In vSphere environment there is by default no guaranteed network bandwidth between virtual machines. Under heavy workload, sockets created between VMs will die. When those sockets die, it’s important to handle the socket failure appropriately in the product.
Interconnect Sockets LifecycleSocket Creation
Currently, the interconnect sockets creation happened in cdb_setup() , which happened in the MPP initialization part of InitPostgres(). In the motion layer IPC subsys initialization part of cdb_setup(): InitMotionLayerIPC(), it calls InitMotionUDPIFC() or InitMotionTCP() according to the interconnect type, inside them setupUDPListeningSocket() would be called seperately twice for the both listening sockets and the sender sockets.
Socket descriptors
The socket descriptors are saved for later reference to the sockets created.

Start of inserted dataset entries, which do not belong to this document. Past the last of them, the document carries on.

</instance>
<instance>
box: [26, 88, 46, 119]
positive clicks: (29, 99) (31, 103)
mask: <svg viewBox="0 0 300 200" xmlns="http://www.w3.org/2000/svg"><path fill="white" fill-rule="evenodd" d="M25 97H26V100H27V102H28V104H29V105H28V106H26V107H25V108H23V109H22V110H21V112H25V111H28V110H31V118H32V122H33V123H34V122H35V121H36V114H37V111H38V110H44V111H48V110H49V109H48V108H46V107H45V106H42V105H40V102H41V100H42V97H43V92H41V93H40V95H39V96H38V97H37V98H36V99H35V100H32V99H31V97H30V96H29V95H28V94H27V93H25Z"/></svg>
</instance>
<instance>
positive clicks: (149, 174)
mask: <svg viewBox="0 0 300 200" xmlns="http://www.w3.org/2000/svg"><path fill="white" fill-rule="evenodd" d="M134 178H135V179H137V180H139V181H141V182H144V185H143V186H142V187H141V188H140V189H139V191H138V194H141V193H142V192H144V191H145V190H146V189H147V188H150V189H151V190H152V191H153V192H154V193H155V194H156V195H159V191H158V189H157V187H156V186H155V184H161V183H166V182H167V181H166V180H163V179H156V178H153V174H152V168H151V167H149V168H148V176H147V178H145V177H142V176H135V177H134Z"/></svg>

TCP_listenerFd / UDP_listenerFd
ICSenderSocket (Just for UDP, initialized to -1)
Socket Close
On the exit of the main process, cdb_cleanup() would be called to performs all necessary cleanup required, where CleanUpMotionLayerIPC() is performed to close all sockets (by CleanupMotionTCP() or CleanupMotionUDPIFC() according to interconnect type).
Currently by the design, the sockets would be created only once and no error handling when failure happens. We can enhance the robustness of the IC sockets in case of socket failures (e.g. limited network bandwidth or else).
Start a background thread as a socket state checker, and checks the socket state periodicly.
The check can be done by the getsockopt() or ioctl() system call. For the getsockopt() syscall, we can use a general socket option such as SO_ACCEPTCONN passed in to check if the socket is ready for accepting connections. If the socket is in invalid state, and the socket fd is a normal one, recreate the sockets by the checker thread. For the TCP protocol specially, we can use TCP_INFO option to access the tcpi_state, which is a member of kernel struct tcp_info.
When cleanup operation is performed, the socket file descriptor should be reset to an invalid value, so the checker would know it’s closed intentionally, and would not recreate the sockets.
May consider adding some GUCs to control the checker thread, such as the checker period interval, and the Error types to handle, etc.